Friedemann Schulz von Thun, der mit der Methode des inneren Teams die im System er- und gelebte Rollenvielfalt bewältigen will (1998, S. 21).

Verena Kast (1996, S. 55) plädiert für das Vertrauen in eine flexible Identität: Identität ist etwas, das ein Leben lang wird, sie steht nicht ein für allemal fest. Es ist dem Phänomen der Identität angemessener, zu wissen, dass es eine Lebensaufgabe ist, sie ständig neu zu suchen und sie nicht als ein für allemal feststehend zu begreifen. 

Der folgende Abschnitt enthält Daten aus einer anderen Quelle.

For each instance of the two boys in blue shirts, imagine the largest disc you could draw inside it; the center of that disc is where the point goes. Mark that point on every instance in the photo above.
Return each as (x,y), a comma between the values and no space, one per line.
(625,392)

Nicht zu vergessen Jean Piaget mit seinem Modell der Adaption, das alles zulässt, was die Entwicklung und Formung der Identität zulässt. 

Sie alle lassen mich mit Gewissheit wissen, was ich schon lange zu wissen glaubte: Unsere – oder zumindest meine – Identität hat Lücken, ist formbar und flexibel. Nur so kann ich leben, überleben, wahrnehmen, bestehen, andauern und mich entwickeln. Dieses Wissen um meine flexible Identität lässt mich aufatmen, erleichtert mich. Denn nun kann ich getrost werden, was immer ich sein werde. Ich bin der Maler meiner Leinwand, der Autor meines Buches, der Schreiber meiner Rede. 

Lücken in der Identität lassen Entwicklung in der Lebendigkeit zu.

Was hält die Lebendigkeit deiner Identität für dich bereit?

Vor welcher Lücke hast du dich immer gesträubt?

Was kann diese Lücke deiner Identität hinzu fügen?